Tanishq Controversial Ad Sentiment Classification

Second Capstone Project For Springboard

A repo for sentiment analysis on Twitter data about the recent Tanishq controversial ad using Natural Language Processing

Introduction

In this project, twitter data about the recent controversial Tanisq ad, which incited religious tension amongst Hindus, were scrapped and a machine learning model is generated based on Natural Language Processing.

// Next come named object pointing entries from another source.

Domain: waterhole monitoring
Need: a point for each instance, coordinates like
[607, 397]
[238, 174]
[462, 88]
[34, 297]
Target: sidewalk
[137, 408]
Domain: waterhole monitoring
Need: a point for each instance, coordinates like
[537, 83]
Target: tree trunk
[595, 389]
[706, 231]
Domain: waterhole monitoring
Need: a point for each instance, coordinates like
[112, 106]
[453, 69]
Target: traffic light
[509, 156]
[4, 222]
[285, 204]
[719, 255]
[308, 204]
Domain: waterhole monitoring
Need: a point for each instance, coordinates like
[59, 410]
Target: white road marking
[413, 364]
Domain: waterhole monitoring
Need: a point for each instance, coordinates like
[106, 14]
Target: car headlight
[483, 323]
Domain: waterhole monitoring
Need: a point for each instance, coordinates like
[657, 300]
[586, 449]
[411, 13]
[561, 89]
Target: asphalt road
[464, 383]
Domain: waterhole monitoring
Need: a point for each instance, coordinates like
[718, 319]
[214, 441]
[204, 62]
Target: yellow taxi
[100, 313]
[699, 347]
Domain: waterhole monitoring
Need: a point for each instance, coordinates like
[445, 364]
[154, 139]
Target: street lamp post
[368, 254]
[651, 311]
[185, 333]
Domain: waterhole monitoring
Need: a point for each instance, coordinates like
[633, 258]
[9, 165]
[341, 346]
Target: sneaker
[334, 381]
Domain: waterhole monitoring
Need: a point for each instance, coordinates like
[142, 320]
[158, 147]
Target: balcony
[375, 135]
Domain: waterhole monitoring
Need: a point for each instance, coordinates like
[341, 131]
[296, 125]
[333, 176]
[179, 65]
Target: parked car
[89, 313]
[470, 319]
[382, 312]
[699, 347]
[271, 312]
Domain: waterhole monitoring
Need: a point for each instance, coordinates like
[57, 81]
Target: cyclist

This model can be used to identify public sentiment about the company that will help company better navigate their ad campaigns.

Twitter data was collected using twitter API with tweepy python package.

Following libraries are used in this project:

Task	Python Packages	Notebooks
Data Collection	tweepy	get_tweet.ipynb
Data Cleaning and Visualization	seaborn, matplotlib, plotly, wordcloud, pandas, nltk	cleaning_viz.ipynb
Manual Labeling	numpy, glob, json, pandas	labeling.ipynb
Pretrained model	vader, textblob, flair	pretrained_sentiment_analysis.ipynb
Unsupervised Learning	sklearn, xgboost, lightgbm, lazypredict	unsupervised_sentiment_analysis.ipynb
Supervised Learning	sklearn, xgboost, lightgbm, lazypredict	supervised_sentiment_analysis.ipynb
Pseudolabeling	snorkel, sklearn, xgboost, vader, textblob	pseudolabeling_2.ipynb
SMOTE	imblearn	smote_2.ipynb

Data Collection

Here, the data is collected using tweepy python package. In order to quickly fetch data using tweepy, a small python function is written [fetch_tweets]. Access token and consumer token are stored in the .env file and accessed with dotenv python package to ensure data security (.env is not tracked with .git file). Sample usage of the get_tweets function is shown below:

import pandas as pd
from src.data.get_tweets import fetch_tweets

df = pd.DataFrame(columns=['text', 'source', 'url'])
msgs = []
msg =[]

for tweet in tweepy.Cursor(api.search, q='#MSFT', rpp=100).items(10):
    msg = [tweet.text, tweet.source, tweet.source_url] 
    msg = tuple(msg)                    
    msgs.append(msg)

df = pd.DataFrame(msgs)

Data Cleaning and Visualization

Following steps were taken to clean the data:

Hashtags (#), URL, emoji, mentions, and numbers were removed using tweet preprocessing python package.
All the texts were converted to lowercase and any special characters were removed.
WordNetLemmatizer and TweetTokenizer from nltk package were used to lemmatize and tokenize the sentences.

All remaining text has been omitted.